Окно однушки Сергея Степановича выходило как раз на трассу и далее на лес, зубчато вырисовывавшийся на фоне багрового, подсвеченного снизу неба. Вид этот представал взору Сергея Степановича уже лет двадцать, и ему было неприятно думать, что вся его оставшаяся жизнь так и пройдет с видом на лес.
С автобусной остановки окна, обращенного к лесу, видно не было – чему Сергей Степанович, не отдавая себе отчета, втайне радовался, поскольку окно было темным и слепым; жил Сергей Степанович один, а свет зажигать экономил, и первое, что делал по возвращении, – слепо и привычно шарил по стене рукой в поисках выключателя.
Невнятную праздничную тоску он заглушил делами – вынес мусорное ведро в мусоропровод, подмел полы и помыл горку тарелок; вспомнил, что в холодильнике стоит бутылка пива, и, чтобы сделать удовольствие еще большим удовольствием, решил предварительно попариться в горячей водичке. Вот и услышал звонок в дверь, чуть только выбрался из ванны. Звонок был одновременно и настойчивым и неуверенным, если такое вообще возможно, – но звонившему это как-то удавалось.
Поскольку никого Сергей Степанович не ждал, то открывать с голым пузом явно чужому человеку было как-то неловко, он замешкался, натянул треники и майку (см. начало нашего рассказа) и в одном шлепанце подхромал к двери. И сказал:
– Ты чего, мужик?
Поскольку на пороге стоял Дед Мороз.
Дед был в красной шубе с меховой овчинной оторочкой, в красной шапке-колпаке, с красной мордой и особенно красным носом. И с мешком, мешок этот, он, отдуваясь, поставил рядом с собой на сбитую плитку пола, почти что на носок валенка, огромного, белого и расшитого красными узорами.

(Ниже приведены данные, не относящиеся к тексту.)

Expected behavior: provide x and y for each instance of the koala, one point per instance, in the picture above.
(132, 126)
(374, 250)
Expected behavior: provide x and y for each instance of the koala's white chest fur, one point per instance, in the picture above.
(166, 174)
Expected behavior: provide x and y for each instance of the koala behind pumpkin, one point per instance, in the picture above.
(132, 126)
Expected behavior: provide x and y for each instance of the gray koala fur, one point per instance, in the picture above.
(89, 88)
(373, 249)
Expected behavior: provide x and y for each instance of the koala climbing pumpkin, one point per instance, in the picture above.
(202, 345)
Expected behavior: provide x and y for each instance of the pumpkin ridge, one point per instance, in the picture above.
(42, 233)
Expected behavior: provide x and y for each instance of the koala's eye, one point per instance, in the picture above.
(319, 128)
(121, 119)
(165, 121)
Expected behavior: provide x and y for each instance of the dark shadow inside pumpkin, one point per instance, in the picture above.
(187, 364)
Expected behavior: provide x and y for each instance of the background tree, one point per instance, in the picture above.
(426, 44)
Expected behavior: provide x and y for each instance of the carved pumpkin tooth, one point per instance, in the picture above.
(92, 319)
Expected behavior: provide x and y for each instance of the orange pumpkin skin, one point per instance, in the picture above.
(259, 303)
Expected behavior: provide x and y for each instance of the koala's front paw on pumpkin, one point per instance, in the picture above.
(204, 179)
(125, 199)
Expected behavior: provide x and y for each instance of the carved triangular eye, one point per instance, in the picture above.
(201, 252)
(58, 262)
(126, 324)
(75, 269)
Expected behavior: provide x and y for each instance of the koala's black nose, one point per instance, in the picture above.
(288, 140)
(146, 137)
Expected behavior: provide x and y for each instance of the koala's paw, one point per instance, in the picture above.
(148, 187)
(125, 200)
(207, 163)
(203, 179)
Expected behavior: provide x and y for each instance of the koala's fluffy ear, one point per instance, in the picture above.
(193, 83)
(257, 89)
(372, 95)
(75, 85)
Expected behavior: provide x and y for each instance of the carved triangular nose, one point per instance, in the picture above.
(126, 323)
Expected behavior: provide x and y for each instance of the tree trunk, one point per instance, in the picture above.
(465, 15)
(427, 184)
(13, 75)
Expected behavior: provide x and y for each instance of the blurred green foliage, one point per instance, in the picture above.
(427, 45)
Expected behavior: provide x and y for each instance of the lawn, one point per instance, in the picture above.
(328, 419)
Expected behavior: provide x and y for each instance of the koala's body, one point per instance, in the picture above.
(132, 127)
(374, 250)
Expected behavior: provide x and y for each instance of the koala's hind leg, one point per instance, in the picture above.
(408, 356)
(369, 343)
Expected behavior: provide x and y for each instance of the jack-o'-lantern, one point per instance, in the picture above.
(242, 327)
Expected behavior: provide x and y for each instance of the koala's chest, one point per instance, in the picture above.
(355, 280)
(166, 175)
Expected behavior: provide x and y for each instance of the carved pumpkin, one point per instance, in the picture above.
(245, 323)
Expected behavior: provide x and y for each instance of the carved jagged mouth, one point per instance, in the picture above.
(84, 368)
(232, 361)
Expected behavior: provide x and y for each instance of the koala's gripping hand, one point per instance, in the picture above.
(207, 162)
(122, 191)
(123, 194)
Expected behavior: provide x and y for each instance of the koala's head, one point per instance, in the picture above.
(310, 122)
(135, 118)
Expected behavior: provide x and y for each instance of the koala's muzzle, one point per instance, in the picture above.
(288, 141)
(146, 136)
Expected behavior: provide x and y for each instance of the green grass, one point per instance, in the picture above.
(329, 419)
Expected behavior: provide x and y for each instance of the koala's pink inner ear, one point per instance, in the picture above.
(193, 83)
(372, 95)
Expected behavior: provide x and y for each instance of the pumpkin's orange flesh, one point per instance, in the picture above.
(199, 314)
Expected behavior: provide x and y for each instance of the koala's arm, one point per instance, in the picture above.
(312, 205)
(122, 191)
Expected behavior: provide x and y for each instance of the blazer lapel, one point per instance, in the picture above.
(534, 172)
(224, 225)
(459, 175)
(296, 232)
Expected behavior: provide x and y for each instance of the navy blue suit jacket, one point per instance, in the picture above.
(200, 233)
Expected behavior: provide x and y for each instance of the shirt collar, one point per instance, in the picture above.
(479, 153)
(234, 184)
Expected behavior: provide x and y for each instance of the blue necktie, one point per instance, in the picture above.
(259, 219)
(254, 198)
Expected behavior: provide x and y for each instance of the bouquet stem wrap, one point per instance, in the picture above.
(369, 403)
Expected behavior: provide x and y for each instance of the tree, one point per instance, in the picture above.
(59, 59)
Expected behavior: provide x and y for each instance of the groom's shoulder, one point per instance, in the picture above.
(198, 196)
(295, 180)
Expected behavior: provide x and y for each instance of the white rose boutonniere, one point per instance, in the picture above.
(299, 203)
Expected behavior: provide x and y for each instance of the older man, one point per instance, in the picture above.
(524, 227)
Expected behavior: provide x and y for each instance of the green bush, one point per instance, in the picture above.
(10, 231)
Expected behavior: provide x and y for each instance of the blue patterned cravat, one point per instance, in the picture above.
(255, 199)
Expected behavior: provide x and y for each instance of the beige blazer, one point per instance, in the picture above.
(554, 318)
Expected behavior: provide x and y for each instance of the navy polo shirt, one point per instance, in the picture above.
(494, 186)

Дед этот Сергею Степановичу сразу не понравился, тем более пиво в холодильнике, по мере того как на Сергея Степановича, мокрого и распаренного, дышал из разбитого окна лестничного пролета синий клубящийся холод, становилось все менее и менее привлекательным.

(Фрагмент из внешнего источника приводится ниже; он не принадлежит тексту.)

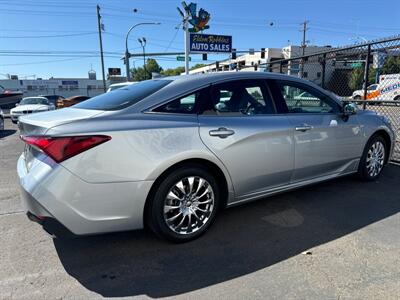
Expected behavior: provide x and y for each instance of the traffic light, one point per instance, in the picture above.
(233, 53)
(262, 52)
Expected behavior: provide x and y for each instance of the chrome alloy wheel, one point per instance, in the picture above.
(375, 158)
(188, 205)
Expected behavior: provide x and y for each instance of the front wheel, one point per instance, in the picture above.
(373, 159)
(184, 205)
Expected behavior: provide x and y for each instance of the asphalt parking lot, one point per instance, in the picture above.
(336, 240)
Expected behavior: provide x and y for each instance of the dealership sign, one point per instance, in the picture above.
(210, 43)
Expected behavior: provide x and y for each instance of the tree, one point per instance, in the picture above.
(151, 66)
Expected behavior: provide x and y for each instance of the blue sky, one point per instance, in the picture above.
(59, 38)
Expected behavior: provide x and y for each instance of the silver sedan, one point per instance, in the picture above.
(170, 153)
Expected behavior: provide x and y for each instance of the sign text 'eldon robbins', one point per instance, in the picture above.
(210, 43)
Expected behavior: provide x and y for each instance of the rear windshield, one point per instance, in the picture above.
(123, 97)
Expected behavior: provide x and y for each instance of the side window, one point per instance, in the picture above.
(301, 99)
(184, 105)
(244, 97)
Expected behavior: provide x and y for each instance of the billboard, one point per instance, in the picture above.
(210, 43)
(114, 71)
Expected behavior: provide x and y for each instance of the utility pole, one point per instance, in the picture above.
(186, 38)
(143, 42)
(101, 47)
(303, 47)
(127, 54)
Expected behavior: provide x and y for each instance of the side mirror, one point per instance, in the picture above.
(349, 109)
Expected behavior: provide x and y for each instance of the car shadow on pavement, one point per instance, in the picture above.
(6, 133)
(243, 240)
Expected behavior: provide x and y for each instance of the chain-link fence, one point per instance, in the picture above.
(368, 73)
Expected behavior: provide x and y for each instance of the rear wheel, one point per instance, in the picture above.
(373, 159)
(184, 204)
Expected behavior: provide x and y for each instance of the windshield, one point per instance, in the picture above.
(34, 101)
(124, 97)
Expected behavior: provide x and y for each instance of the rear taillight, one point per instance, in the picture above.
(62, 148)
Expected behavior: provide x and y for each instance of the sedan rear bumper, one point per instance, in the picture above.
(53, 194)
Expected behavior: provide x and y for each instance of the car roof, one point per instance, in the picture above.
(122, 83)
(35, 97)
(183, 84)
(77, 96)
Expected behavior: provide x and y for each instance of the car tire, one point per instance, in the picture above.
(373, 158)
(184, 219)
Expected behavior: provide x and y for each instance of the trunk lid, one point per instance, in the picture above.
(39, 124)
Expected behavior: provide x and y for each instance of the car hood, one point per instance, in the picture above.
(21, 108)
(40, 123)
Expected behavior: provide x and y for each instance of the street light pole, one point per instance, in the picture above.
(127, 54)
(186, 38)
(142, 42)
(101, 46)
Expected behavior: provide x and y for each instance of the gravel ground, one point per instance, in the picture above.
(336, 240)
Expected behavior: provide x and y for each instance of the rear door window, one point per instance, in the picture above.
(240, 97)
(124, 97)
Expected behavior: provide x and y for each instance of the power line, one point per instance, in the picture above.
(46, 36)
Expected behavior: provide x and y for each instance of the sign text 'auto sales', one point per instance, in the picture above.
(210, 43)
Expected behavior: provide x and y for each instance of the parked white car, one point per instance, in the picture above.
(388, 88)
(30, 105)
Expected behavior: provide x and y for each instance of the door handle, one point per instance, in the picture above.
(221, 132)
(304, 127)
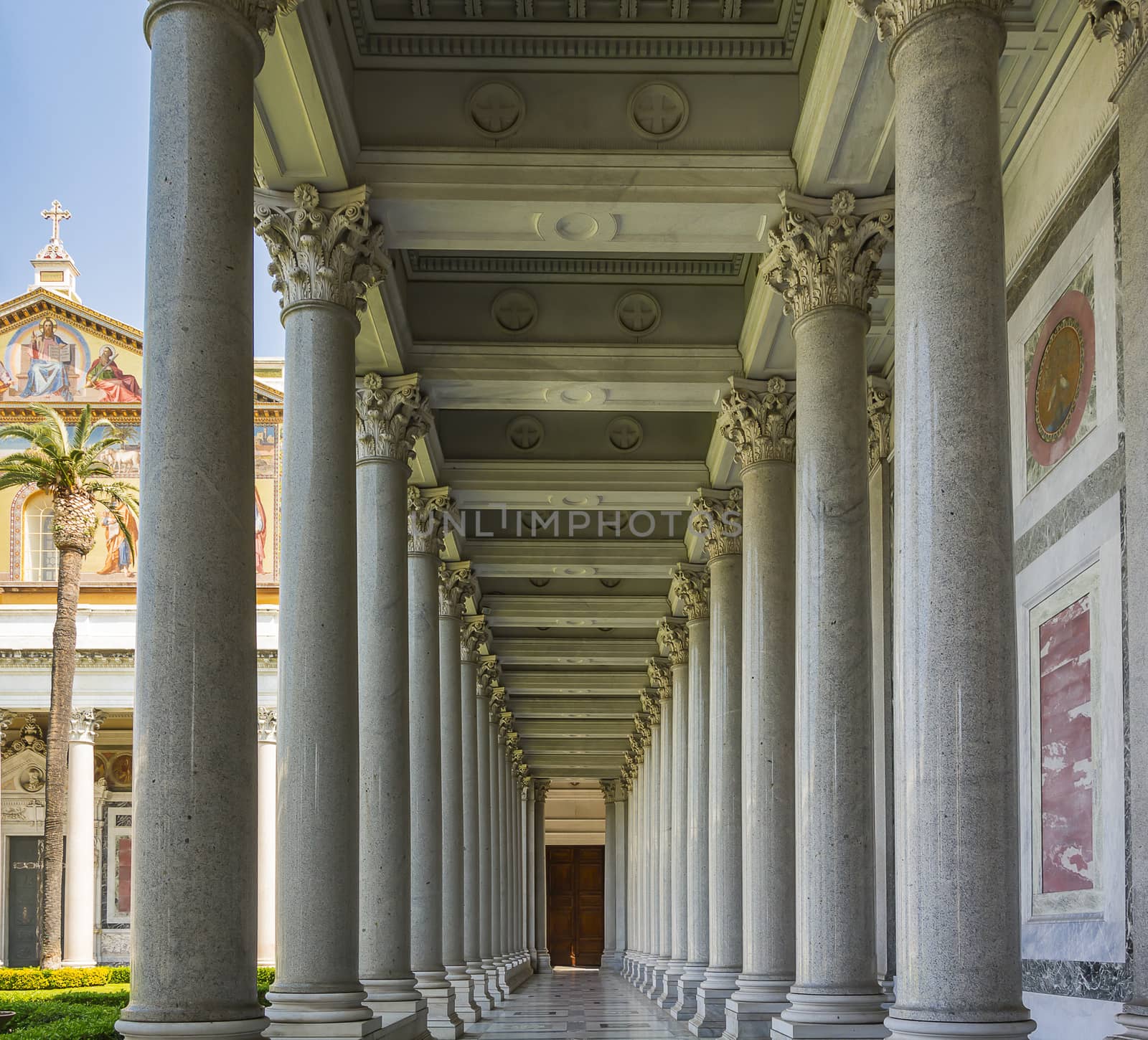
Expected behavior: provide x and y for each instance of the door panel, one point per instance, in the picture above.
(575, 889)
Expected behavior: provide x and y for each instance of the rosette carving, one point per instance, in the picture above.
(390, 415)
(719, 523)
(826, 254)
(674, 640)
(323, 248)
(759, 420)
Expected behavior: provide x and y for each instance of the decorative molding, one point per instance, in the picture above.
(323, 248)
(674, 640)
(826, 252)
(268, 726)
(880, 402)
(719, 523)
(84, 724)
(428, 511)
(759, 419)
(456, 586)
(893, 16)
(392, 413)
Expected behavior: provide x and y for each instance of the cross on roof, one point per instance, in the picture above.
(55, 215)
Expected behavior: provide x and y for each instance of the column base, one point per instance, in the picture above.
(317, 1016)
(686, 1006)
(247, 1029)
(913, 1029)
(837, 1016)
(718, 986)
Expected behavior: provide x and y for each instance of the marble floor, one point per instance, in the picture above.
(578, 1003)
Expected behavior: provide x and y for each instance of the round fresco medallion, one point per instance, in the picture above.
(1060, 379)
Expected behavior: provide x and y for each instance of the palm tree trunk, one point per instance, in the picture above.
(55, 801)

– Ты, мужик, ошибся, – он попытался захлопнуть дверь, но дедморозовский мешок как бы сам собой оказался между дверью и дверным косяком. Видимо, Дедморозу удалось незаметно и ловко подпихнуть мешок тупым носком своего противного валенка, – я тебя не заказывал. Это, слышишь, наверное с адресом перепутали. Или ты, или в конторе твоей.
Он хотел добавить: «Пить меньше надо», но сильно пьяным Дедмороз не выглядел, и ему стало неловко. Тем более он сам пребывал в задумчивом и раздраженном состоянии быстро трезвеющего человека.

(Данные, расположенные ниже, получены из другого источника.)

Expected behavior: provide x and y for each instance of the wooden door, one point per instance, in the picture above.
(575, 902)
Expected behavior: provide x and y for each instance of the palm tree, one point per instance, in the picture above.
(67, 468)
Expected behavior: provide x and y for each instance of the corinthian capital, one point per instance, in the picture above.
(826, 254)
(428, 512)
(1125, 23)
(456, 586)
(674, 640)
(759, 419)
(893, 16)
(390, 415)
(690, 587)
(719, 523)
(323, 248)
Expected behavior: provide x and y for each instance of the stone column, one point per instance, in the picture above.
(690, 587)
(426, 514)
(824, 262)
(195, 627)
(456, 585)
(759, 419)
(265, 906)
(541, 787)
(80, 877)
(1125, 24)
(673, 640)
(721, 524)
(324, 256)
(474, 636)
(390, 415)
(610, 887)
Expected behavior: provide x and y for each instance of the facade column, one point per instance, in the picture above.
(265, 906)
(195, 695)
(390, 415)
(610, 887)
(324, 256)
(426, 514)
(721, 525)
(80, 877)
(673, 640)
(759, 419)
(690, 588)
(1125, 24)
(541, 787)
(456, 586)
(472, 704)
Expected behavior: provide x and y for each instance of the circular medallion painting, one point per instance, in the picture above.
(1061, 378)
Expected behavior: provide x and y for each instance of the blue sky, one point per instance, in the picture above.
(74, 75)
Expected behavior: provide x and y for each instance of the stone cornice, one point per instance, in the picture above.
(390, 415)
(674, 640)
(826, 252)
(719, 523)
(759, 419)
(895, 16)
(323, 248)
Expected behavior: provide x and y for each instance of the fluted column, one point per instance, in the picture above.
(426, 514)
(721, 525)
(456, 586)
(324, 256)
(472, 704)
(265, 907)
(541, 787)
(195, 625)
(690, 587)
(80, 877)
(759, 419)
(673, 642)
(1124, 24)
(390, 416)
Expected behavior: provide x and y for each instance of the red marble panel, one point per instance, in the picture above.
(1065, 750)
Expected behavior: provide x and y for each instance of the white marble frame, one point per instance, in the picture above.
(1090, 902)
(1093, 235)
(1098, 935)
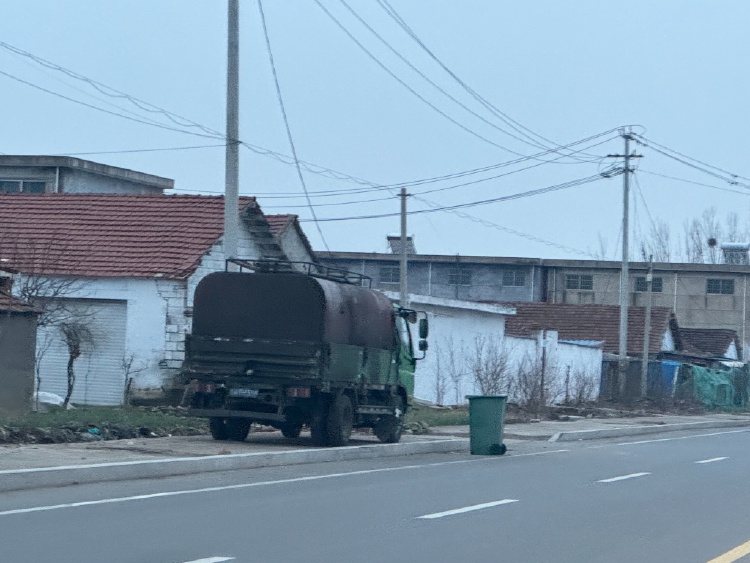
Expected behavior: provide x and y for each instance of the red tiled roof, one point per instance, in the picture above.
(8, 303)
(278, 224)
(713, 341)
(109, 235)
(592, 322)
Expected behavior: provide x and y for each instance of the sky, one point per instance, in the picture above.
(554, 73)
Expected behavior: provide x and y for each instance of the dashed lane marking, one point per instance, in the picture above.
(711, 460)
(466, 509)
(623, 477)
(165, 494)
(682, 437)
(733, 554)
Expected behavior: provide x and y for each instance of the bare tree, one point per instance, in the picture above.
(441, 379)
(583, 386)
(78, 338)
(451, 361)
(130, 367)
(489, 364)
(51, 295)
(658, 243)
(694, 252)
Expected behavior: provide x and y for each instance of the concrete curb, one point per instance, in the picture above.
(575, 435)
(36, 478)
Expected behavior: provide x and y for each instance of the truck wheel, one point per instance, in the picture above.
(238, 429)
(318, 422)
(291, 430)
(389, 428)
(340, 421)
(218, 428)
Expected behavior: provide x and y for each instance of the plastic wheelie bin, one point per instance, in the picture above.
(486, 417)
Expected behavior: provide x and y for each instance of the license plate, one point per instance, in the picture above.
(244, 393)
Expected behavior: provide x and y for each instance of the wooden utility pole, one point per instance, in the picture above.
(647, 327)
(232, 165)
(404, 263)
(624, 273)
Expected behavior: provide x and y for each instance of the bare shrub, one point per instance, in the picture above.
(489, 365)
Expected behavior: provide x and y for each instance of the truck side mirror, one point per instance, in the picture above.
(424, 329)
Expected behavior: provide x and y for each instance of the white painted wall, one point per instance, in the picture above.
(454, 330)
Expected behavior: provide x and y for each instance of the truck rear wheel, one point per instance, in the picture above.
(291, 429)
(238, 429)
(389, 428)
(340, 421)
(218, 428)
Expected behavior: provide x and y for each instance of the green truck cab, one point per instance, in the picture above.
(288, 349)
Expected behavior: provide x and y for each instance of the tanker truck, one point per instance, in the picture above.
(290, 349)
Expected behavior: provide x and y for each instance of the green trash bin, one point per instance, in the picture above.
(486, 415)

– Черемуховая, дом сто тридцать, корпус пять, квартира семьдесят восемь, – сказал Дедмороз.
– Ну… да, – согласился замерзающий Сергей Степанович. И опять попытался захлопнуть дверь перед носом Деда. Но наглый Дед уже сунул в щель между косяком и дверью свой толстый валенок, а мешок его опять как бы сам собой перевалил через порожек и теперь частично находился в квартире Сергея Степановича, словно бы гигантская разбухшая амеба с обманчиво неподвижными ложноножками.